Consider the recurrence relation
$$P(1)=1$$ $$P(2)=x$$ $$P(n)=x\cdot P(n-1)+P(n-2)$$
The first few polynomials are $$1,x,x^2+1,x^3+2x,x^4+3x^2+1$$
The polynomials occur in the convergents of the number with continued fraction $[x,x,x,\cdots]$
Is there a closed form for $P(n)$ for all $n\in\mathbb N$ ?
Let $\alpha,\beta$ be the solutions of $t^2=xt+1$.

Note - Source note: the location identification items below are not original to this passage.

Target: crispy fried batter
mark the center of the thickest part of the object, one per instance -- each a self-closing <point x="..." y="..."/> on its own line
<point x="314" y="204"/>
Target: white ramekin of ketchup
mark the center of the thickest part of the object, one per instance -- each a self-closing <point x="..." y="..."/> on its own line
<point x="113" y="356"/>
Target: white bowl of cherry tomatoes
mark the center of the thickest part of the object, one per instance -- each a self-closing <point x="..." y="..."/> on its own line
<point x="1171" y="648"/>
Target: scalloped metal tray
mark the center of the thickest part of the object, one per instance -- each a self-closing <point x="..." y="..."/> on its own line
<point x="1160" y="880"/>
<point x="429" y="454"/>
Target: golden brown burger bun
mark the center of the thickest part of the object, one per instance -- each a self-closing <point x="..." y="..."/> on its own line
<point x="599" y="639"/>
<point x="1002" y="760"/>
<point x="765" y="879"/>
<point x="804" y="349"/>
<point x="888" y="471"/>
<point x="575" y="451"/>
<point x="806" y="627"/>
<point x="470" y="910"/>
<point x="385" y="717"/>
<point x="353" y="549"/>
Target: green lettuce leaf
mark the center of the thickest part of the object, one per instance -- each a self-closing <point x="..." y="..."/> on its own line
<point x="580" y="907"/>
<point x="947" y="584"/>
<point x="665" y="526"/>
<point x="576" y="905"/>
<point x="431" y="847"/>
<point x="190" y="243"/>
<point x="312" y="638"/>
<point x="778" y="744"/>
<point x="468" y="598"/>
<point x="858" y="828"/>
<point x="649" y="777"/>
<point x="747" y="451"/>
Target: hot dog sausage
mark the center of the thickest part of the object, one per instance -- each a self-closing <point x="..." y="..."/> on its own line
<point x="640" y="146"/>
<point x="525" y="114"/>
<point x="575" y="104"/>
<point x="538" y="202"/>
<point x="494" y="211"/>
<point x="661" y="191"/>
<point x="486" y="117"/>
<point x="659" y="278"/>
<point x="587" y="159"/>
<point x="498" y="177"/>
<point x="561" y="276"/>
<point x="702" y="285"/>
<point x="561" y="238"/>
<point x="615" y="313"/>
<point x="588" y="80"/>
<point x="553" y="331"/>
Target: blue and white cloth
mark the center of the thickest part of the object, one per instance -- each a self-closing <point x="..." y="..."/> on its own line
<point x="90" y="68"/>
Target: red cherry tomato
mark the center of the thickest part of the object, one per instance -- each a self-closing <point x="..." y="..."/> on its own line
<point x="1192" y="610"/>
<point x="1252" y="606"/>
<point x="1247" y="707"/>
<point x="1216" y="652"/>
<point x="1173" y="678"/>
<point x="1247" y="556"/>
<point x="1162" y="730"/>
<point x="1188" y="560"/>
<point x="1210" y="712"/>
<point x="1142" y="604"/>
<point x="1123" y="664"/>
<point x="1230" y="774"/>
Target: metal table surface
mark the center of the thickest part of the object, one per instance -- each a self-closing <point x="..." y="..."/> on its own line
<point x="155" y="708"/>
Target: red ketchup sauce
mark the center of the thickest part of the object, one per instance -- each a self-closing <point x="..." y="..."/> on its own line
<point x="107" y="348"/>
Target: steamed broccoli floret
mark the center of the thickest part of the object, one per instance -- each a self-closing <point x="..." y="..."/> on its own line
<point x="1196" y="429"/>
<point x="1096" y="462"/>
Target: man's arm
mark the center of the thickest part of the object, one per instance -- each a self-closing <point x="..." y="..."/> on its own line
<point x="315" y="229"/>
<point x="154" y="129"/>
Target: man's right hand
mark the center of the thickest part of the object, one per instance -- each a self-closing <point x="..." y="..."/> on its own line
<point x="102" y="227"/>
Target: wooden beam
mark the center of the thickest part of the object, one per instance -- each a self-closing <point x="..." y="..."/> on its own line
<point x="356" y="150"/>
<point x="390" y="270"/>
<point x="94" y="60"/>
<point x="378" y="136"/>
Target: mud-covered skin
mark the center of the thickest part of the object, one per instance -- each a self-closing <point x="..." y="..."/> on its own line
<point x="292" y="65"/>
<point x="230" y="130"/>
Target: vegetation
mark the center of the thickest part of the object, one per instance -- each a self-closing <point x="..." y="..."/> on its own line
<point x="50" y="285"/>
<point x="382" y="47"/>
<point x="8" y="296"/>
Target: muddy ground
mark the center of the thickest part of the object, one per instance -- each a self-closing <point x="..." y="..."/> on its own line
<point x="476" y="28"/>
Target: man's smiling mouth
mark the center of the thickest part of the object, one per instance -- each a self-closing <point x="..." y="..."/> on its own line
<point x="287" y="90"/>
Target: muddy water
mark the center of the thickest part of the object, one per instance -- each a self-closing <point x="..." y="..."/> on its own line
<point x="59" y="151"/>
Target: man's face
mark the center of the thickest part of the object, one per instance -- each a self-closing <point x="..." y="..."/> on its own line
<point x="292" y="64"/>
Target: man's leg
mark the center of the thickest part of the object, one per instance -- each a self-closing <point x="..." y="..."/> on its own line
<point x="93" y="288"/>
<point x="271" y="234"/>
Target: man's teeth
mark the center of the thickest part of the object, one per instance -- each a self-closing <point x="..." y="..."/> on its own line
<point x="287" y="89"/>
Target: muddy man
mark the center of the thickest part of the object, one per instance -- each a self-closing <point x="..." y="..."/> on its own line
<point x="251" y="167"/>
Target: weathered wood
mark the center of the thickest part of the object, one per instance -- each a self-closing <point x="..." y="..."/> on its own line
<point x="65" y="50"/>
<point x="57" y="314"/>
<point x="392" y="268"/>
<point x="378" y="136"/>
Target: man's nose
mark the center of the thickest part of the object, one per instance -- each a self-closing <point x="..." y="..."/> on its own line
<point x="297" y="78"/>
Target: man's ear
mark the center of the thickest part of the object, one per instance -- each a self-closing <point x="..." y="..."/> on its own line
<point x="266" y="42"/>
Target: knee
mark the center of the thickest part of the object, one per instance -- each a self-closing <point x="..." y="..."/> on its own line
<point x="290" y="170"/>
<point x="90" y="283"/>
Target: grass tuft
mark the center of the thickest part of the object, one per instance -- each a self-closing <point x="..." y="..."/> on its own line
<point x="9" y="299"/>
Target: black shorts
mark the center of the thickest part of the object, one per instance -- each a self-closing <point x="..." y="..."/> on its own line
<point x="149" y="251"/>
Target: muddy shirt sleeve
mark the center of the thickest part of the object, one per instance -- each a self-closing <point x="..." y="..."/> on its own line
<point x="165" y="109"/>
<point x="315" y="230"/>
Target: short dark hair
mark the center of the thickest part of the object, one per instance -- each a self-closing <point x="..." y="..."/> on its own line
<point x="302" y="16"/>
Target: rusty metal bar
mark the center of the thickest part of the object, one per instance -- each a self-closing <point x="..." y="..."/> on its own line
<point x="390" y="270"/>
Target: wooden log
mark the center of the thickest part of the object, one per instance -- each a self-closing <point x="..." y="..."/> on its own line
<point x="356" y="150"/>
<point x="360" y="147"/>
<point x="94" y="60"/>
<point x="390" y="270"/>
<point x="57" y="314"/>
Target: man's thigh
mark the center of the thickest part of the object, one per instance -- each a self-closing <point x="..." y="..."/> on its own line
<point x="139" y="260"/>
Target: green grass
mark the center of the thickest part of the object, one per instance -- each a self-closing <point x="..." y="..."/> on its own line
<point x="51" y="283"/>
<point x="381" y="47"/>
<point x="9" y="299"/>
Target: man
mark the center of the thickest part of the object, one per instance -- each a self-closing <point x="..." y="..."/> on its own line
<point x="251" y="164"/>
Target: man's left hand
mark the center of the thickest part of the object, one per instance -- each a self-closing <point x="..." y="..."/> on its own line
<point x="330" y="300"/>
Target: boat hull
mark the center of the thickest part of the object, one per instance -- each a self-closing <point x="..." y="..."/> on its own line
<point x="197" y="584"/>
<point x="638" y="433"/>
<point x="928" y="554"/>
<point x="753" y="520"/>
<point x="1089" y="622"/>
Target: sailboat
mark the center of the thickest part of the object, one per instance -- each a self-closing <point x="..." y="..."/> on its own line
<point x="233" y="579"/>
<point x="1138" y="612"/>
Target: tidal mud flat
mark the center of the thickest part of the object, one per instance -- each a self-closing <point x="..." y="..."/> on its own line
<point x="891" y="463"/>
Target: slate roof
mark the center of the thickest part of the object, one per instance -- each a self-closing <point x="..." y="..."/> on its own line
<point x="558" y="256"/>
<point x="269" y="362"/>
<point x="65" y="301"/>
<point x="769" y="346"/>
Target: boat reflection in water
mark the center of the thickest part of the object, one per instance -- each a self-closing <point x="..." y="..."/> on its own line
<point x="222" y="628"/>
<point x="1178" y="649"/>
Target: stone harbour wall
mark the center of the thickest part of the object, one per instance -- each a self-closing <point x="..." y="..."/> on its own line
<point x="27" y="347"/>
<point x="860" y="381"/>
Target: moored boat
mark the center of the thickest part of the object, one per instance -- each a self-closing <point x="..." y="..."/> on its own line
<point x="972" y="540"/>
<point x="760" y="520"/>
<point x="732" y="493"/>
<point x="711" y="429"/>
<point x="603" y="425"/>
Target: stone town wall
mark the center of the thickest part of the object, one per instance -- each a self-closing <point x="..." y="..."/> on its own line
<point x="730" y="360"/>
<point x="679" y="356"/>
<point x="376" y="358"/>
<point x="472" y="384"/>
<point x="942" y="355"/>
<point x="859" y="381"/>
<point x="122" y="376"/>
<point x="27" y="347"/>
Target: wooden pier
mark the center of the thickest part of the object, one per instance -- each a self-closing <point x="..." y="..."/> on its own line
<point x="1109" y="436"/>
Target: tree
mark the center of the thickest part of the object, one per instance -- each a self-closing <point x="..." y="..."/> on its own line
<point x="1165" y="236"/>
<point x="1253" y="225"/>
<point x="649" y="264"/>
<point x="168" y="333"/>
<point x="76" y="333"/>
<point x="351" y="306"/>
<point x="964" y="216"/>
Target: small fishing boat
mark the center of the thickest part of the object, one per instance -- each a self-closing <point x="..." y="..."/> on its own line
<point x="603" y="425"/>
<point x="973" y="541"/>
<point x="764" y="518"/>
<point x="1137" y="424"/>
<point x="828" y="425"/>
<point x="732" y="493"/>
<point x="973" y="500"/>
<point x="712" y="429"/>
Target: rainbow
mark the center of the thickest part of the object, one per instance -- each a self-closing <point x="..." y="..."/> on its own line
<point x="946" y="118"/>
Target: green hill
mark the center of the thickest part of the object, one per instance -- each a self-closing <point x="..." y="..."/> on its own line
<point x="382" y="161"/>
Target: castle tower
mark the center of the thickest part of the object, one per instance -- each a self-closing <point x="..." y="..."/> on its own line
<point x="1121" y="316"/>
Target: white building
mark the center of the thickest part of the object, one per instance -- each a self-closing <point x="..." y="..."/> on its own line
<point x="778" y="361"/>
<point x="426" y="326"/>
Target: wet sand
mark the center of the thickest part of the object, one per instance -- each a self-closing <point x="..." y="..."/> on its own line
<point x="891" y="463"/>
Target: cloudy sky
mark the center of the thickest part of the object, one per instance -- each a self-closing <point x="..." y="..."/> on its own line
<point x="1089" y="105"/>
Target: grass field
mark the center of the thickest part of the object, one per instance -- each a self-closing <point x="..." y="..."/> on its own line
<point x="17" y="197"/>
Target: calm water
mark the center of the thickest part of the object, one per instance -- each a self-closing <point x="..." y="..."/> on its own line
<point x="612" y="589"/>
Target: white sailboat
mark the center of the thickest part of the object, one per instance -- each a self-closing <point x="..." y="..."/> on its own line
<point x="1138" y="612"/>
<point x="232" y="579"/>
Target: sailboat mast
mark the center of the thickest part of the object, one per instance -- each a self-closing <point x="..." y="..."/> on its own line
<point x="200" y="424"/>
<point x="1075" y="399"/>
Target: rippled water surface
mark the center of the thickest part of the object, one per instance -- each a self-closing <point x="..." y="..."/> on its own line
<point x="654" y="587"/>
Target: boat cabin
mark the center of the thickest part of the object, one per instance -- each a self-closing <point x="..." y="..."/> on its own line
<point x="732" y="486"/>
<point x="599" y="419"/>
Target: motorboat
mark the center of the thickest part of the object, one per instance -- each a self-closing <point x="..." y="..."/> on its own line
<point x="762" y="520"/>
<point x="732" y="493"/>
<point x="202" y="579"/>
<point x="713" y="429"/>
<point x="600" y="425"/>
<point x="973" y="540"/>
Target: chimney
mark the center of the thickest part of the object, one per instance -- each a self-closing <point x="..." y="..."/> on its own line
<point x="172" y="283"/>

Since $$\alpha+\beta=x,\quad \alpha\beta=-1$$ we have $$P(n+1)=(\alpha+\beta)P(n)-\alpha\beta P(n-1)$$
So, we get $$P(n+1)-\alpha P(n)=\beta (P(n)-\alpha P(n-1))=\cdots =\beta^{n-1}(P(2)-\alpha P(1))$$ and $$P(n+1)-\beta P(n)=\alpha (P(n)-\beta P(n-1))=\cdots =\alpha^{n-1}(P(2)-\beta P(1))$$
Subtracting the latter from the former gives $$(\beta-\alpha)P(n)=\beta^{n-1}(x-\alpha)-\alpha^{n-1}(x-\beta),$$ i.e. $$P(n)=\frac{\beta^{n-1}(x-\alpha)-\alpha^{n-1}(x-\beta)}{\beta-\alpha}$$ where $$\alpha=\frac{x-\sqrt{x^2+4}}{2},\quad\beta=\frac{x+\sqrt{x^2+4}}{2}$$
Is there a closed form for the polynomials satisfying this recurrence relation?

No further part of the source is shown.